La difficulté d'accès au logement
Et ce dernier point est particulièrement sensible. Comme dans le reste de l'Espagne, l'un des effets les plus pressants du tourisme de masse est le manque de logements "traditionnels", avec la multiplication des appartements touristiques et l'augmentation fulgurante des prix des loyers. En un an, depuis l'entrée en vigueur de la polémique loi sur le logement qui pénalise les propriétaires, nombreux sont ceux qui ont décidé de détourner cette loi en utilisant la formule de la location saisonnière ou touristique. Résultat des courses: les habitants ont de plus en plus de mal à se loger.
"Nomades numériques, vous n'êtes PAS les bienvenus ici"
Ce phénomène s'est encore aggravé dans les zones -précisément aux Canaries, Malaga, ou Barcelone- où les nomades numériques, qui peuvent se permettre de payer plus cher un loyer, ont débarqué en force depuis le Covid. "Le début de l'année 2024 a été marqué par une croissance effrénée de l'hébergement touristique dans les destinations touristiques espagnoles", explique Exceltur dans son dernier bulletin sur les perspectives de l'industrie. Selon les données de cette organisation composée de grandes chaînes hôtelières, les places de lit dans les 25 principales villes ont augmenté de près de 60.000 au premier trimestre 2024 par rapport à la même période de l'année dernière, soit une hausse de 25,2%.

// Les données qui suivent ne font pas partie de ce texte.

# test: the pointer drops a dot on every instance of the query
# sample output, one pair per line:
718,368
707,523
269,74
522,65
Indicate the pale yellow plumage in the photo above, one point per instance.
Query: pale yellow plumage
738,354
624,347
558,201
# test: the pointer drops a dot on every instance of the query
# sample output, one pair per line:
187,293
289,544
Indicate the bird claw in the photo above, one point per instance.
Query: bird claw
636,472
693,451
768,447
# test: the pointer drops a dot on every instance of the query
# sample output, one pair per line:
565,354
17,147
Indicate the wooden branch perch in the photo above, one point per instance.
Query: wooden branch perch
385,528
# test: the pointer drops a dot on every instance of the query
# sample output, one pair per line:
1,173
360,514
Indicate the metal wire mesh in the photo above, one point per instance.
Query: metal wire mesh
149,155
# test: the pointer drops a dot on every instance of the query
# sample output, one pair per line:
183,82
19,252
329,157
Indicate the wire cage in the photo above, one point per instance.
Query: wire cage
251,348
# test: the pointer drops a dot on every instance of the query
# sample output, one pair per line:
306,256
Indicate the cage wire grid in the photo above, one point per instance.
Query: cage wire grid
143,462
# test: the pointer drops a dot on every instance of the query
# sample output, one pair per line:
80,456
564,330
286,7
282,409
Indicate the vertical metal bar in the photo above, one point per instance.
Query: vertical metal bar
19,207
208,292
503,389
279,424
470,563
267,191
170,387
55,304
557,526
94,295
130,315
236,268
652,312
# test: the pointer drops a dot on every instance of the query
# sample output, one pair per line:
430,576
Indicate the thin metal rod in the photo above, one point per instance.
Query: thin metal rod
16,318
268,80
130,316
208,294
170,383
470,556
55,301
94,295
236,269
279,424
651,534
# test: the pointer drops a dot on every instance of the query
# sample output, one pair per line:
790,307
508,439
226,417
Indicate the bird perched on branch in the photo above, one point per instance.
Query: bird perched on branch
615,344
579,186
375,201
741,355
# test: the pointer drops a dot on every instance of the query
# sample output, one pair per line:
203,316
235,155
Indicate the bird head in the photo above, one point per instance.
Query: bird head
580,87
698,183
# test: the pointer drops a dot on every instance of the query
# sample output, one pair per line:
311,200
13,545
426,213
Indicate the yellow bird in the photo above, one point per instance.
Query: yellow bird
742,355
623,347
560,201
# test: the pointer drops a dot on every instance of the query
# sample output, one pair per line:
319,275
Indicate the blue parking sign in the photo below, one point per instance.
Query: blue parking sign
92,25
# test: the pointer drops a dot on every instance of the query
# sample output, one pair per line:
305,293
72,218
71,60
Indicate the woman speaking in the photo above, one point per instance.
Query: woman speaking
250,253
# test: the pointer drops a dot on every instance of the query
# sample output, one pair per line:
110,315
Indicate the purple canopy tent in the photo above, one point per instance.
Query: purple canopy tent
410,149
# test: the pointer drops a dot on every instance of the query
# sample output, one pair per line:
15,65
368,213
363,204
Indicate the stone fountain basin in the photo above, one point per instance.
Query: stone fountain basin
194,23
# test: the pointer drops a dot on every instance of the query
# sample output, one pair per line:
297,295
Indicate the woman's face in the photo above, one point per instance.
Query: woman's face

La goutte qui fait déborder le vase
Cela pourrait en partie expliquer le rejet du tourisme, en raison de son impact sur l'accès au logement, en plus des nuisances de voisinage et de la surpopulation des quartiers les plus emblématiques, comme près de la Sagrada Familia à Barcelone, où les habitants dénoncent la difficile cohabitation avec le tourisme de masse. Il en est de même à Malaga où certains collectifs ont exprimé leur frustration en remplissant le centre-ville d'autocollants sur les murs et les portes avec des message qui vont du simple "c'était ma maison" ou "c'était le centre" à d'autres moins sympathiques du genre "retourne dans ta p… de maison" ou "ça pue le touriste".
Madrid, bien loin d'être envahie de la sorte, souffre tout de même de la multiplication des logements touristiques. Avec 59.000 places, c'est la capitale où la présence de ce type d'offre est la plus importante. Elle a augmenté de 29% par rapport à 2023. Son maire, José Luis Martinez Almeida, a précisément annoncé de prochaines mesures pour essayer d'endiguer cette saturation d'offres de locations touristiques au détriment des locations dites "traditionnelles".
De faux panneaux sur les plages de Majorque
Des manifestations contre le tourisme ont également eu lieu samedi dernier à Madrid ou dans les îles Baléares, un autre territoire économiquement dépendant du tourisme et où cette activité cause de plus en plus de désagréments à la population, en particulier au niveau de l'immobilier, devenu hors de prix pour les habitants des îles baléares. D'ailleurs, l'été dernier, de faux panneaux d'avertissement s'étaient multipliés sur les plages de Majorque afin d'éloigner les touristes anglophones. Certaines affiches mettaient en garde contre des "méduses dangereuses", des "chutes de pierres" ou de l'eau de mer contaminée par des eaux usées. D'autres indiquaient que la plage était fermée, avec un panneau "interdit de baignade" en dessous, ou signalaient qu'il fallait des heures pour se rendre à pied à la plage, alors que la mer se trouvait à moins de 100 mètres. Cependant, de petites lignes de texte en catalan au-dessous expliquaient, par exemple, que la plage était bien ouverte, "sauf aux étrangers et aux méduses".